Différents concepts peuvent alors être défini :

  • Un symptôme est une observation de dérive.

  • L'erreur est une dérive entre ce qui se passe réellement (le réel) et ce qui aurait dû se passer (le prescrit).

  • Une défaillance est une dérive d'aptitude.

  • Une faute est une dérive inacceptable

Dans différentes communautés, la définition de ces notions peut varier.

En général, pour étudier la sûreté de fonctionnement d'un système, on évalue ses propriétés. Pour un composant technique, on s'attachera à étudier la fiabilité, la disponibilité, la maintenabilité ou la sécurité :

  • La fiabilité est la capacité d'un composant à réaliser les fonctions qui lui sont allouées dans un intervalle de temps donné.

  • La disponibilité est la capacité d'un composant à être prêt à réaliser ces fonctions à un instant donné

  • La maintenabilité est la capacité d'un composant à être maintenu ou réparé afin de pouvoir réaliser ces fonctions

  • La sécurité est la capacité d'un composant à éviter l'occurrence d'événements catastrophiques.

Les caractéristiques d'un opérateur humain peuvent être assimilées à celles des composants techniques. Toutefois, en général, la notion de fiabilité humaine est aux facteurs humains ce que la sûreté de fonctionnement est aux facteurs techniques.

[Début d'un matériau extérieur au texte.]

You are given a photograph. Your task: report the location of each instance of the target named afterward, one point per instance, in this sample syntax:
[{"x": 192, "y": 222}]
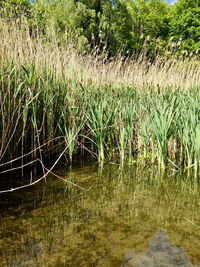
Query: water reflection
[
  {"x": 56, "y": 224},
  {"x": 160, "y": 253}
]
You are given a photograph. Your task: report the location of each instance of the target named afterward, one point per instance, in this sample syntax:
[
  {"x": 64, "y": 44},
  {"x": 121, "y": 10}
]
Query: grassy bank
[{"x": 54, "y": 102}]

La fiabilité humaine concerne souvent la tâche à réaliser plutôt que la fonction. La tâche et la fonction renvoient à une notion commune : le but à atteindre. La fonction est liée à l'objectif du procédé piloté, c'est-à-dire au service rendu par celui-ci, la tâche est liée à l'objectif du moyen technique ou humain qui réalise cette fonction. Pour réaliser une fonction donnée, le comportement humain est subordonné à une prescription appelée tâche et ce qui est mis en oeuvre pour la réaliser est l'activité. Une erreur humaine renvoie alors à une dérive entre tâche effective, modèle issu de l'analyse de l'activité, et tâche prescrite, modèle de ce qui devrait être réalisé. Toutefois, l'omission d'une tâche peut être assimilée à une cessation de l'aptitude humaine et la réalisation incorrecte d'une tâche à une altération des capacités humaines. Les notions d'erreur et de défaillance humaines peuvent donc être confondues, et les concepts d'erreur ou de fiabilité humaines se rattachent à la capacité d'un opérateur humain à réaliser ses tâches respectivement avec ou sans dérives de comportement.

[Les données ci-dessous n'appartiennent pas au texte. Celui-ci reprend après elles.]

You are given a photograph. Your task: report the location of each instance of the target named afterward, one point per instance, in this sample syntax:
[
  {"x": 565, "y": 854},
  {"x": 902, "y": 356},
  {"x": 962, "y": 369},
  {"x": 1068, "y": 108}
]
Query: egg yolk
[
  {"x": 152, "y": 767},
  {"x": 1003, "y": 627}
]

La fiabilité humaine est donc relative à l'exécution correcte de l'ensemble des tâches de l'opérateur regroupant les tâches de surveillance du comportement d'un procédé donné, les tâches de contrôle de la sécurité du système homme-machine, les tâches de prévention et de récupération d'erreur humaine ou technique. En prenant en compte les contraintes d'interaction avec les tâches des autres opérateurs humains et celles des systèmes automatisés au travers d'interfaces de dialogue homme-machine, un opérateur humain doit par conséquent :

  • prendre les décisions adéquates pour optimiser le fonctionnement du procédé dont il a la charge,

  • récupérer les dérives anormales de fonctionnement du procédé ou de lui-même, en particulier celles que le système automatisé ne sait pas prendre en compte,

  • contrôler les risques associés à ces dérives sans obligatoirement tenter de les récupérer mais en adaptant les modes opératoires initiaux,

  • éviter l'occurrence d'événement catastrophique dû à ces dérives,

  • et réguler sa propre activité afin d'être prêt à réagir ou de maintenir ses propres connaissances.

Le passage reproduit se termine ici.